Ce même besoin d'adaptation se retrouvera assurément pour la prime à la conversion visant à encourager les ménages à abandonner les véhicules les plus vieux, dans la mesure où, suivant un parallélisme de forme, les prix observés sur le marché des véhicules sont sensiblement plus élevés que dans l'hexagone, avec des surcoûts de 8 % à 30 %.

En ce qui concerne les 2,4 milliards que vous prévoyez d'injecter pour moderniser les transports du quotidien, c'est aussi une semi-bonne nouvelle, en ce qu'il s'agit, en vaste majorité, d'un recyclage de crédits existants et que le compte n'y est pas au regard des immenses besoins identifiés pour moderniser le réseau ferré et le rendre attractif.

Enfin, la prime pour l'achat d'un vélo à assistance électrique a tout simplement disparu, alors qu'il s'agissait d'une alternative sérieuse à la voiture individuelle en milieu périurbain, à l'heure où la nécessité de chasser la voiture hors des centres congestionnés semble faire consensus. C'est dommage.

En ce qui concerne l'efficacité énergétique des bâtiments, nous saluons le maintien du crédit d'impôt pour la transition énergétique et la généralisation du chèque énergie, qu'il conviendra toutefois de largement revaloriser, au regard de la part toujours plus grande que représentent l'énergie et le chauffage pour les ménages les plus modestes.

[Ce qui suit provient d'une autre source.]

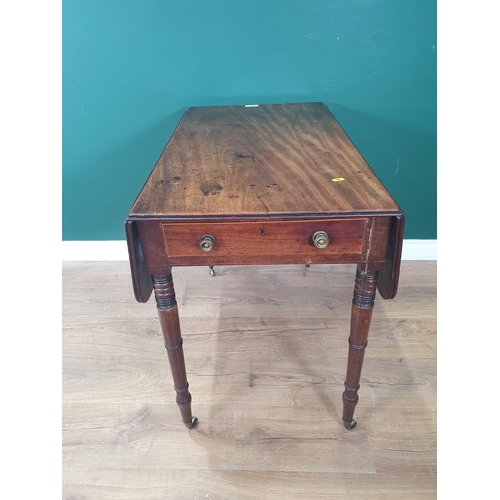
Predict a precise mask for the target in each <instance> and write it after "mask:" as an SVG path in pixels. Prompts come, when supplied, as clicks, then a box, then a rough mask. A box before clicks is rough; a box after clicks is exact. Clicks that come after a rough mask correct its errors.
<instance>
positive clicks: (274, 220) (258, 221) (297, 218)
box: [127, 210, 401, 223]
mask: <svg viewBox="0 0 500 500" xmlns="http://www.w3.org/2000/svg"><path fill="white" fill-rule="evenodd" d="M399 215H401V211H400V210H398V211H387V210H385V211H380V212H377V211H373V210H370V211H368V210H367V211H366V212H363V211H355V212H331V213H318V212H301V213H292V214H290V213H275V214H273V213H272V214H244V215H241V214H225V215H220V214H200V215H184V216H182V215H163V214H159V215H151V214H147V215H138V214H131V215H129V217H128V219H127V220H129V221H160V222H168V223H172V222H179V223H186V222H210V223H213V222H259V221H281V220H282V221H287V220H290V219H292V220H323V219H352V218H359V217H390V216H399Z"/></svg>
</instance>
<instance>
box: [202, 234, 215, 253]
mask: <svg viewBox="0 0 500 500" xmlns="http://www.w3.org/2000/svg"><path fill="white" fill-rule="evenodd" d="M214 246H215V238H214V237H213V236H212V235H211V234H205V235H203V236H202V237H201V238H200V248H201V249H202V250H203V251H204V252H210V251H212V249H213V248H214Z"/></svg>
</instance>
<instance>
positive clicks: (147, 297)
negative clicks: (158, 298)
mask: <svg viewBox="0 0 500 500" xmlns="http://www.w3.org/2000/svg"><path fill="white" fill-rule="evenodd" d="M125 234H126V237H127V247H128V257H129V261H130V272H131V274H132V285H133V288H134V295H135V300H137V302H147V301H148V300H149V297H151V293H152V292H153V280H152V278H151V276H150V275H149V274H147V273H146V266H145V265H144V256H143V254H142V247H141V242H140V240H139V232H138V230H137V224H136V222H135V221H131V220H128V219H127V221H126V222H125Z"/></svg>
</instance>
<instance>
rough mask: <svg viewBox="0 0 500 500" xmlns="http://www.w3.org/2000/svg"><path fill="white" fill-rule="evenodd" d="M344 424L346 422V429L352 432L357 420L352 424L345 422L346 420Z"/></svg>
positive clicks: (348, 422)
mask: <svg viewBox="0 0 500 500" xmlns="http://www.w3.org/2000/svg"><path fill="white" fill-rule="evenodd" d="M342 422H344V427H345V428H346V429H347V430H348V431H352V430H353V429H354V427H356V424H357V422H356V420H354V419H352V420H351V421H350V422H345V421H344V420H342Z"/></svg>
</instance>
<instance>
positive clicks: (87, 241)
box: [62, 240, 437, 261]
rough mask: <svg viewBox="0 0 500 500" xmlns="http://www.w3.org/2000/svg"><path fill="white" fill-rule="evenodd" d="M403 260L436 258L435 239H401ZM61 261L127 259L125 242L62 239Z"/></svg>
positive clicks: (123, 240)
mask: <svg viewBox="0 0 500 500" xmlns="http://www.w3.org/2000/svg"><path fill="white" fill-rule="evenodd" d="M402 259H403V260H437V240H403V256H402ZM62 260H63V261H112V260H118V261H119V260H128V251H127V243H126V242H125V241H124V240H119V241H63V242H62Z"/></svg>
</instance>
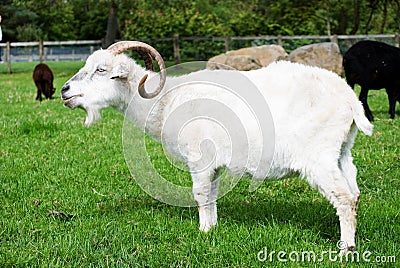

Nous nous posons également des questions quant aux crédits dévolus à l'Agence nationale de l'habitat – ANAH – qui, s'ils croissent de 110 millions d'euros, nous paraissent peu ambitieux au regard de l'engagement présidentiel de rénover 75 000 logements par an. Dans ces conditions, on voit mal comment l'ANAH viendrait se déployer dans les outre-mer, comme cela est annoncé par votre collègue de la rue Oudinot, monsieur le secrétaire d'État, et compenser ainsi la baisse drastique des crédits alloués à la rénovation des bâtiments dans nos territoires, qui émargent pour l'instant à la ligne budgétaire unique.

Permettez également que je regrette votre volte-face sur l'élargissement de la taxe sur les transactions financières aux opérations infrajournalières, que nous avions voté à l'unanimité l'an dernier et qui aurait pu rapporter entre 2 et 4 milliards d'euros supplémentaires, ce qui n'est pas négligeable par ces temps de disette budgétaire, vous en conviendrez sûrement.

Vous l'aurez compris, monsieur le secrétaire d'État, les députés du groupe de la Gauche démocrate et républicaine ne pourront vous soutenir sur cette mission budgétaire, qui n'est définitivement pas à la hauteur des ambitions que vous affichez.

Pour terminer, je veux vous dire à quel point je me félicite de l'adoption par le Sénat d'un amendement défendu par votre majorité, qui adapte votre projet de loi relatif aux hydrocarbures aux exigences institutionnelles guyanaises. Nul doute que nous pourrons, dans ces conditions, poursuivre le débat de façon plus sereine très prochainement dans cet hémicycle.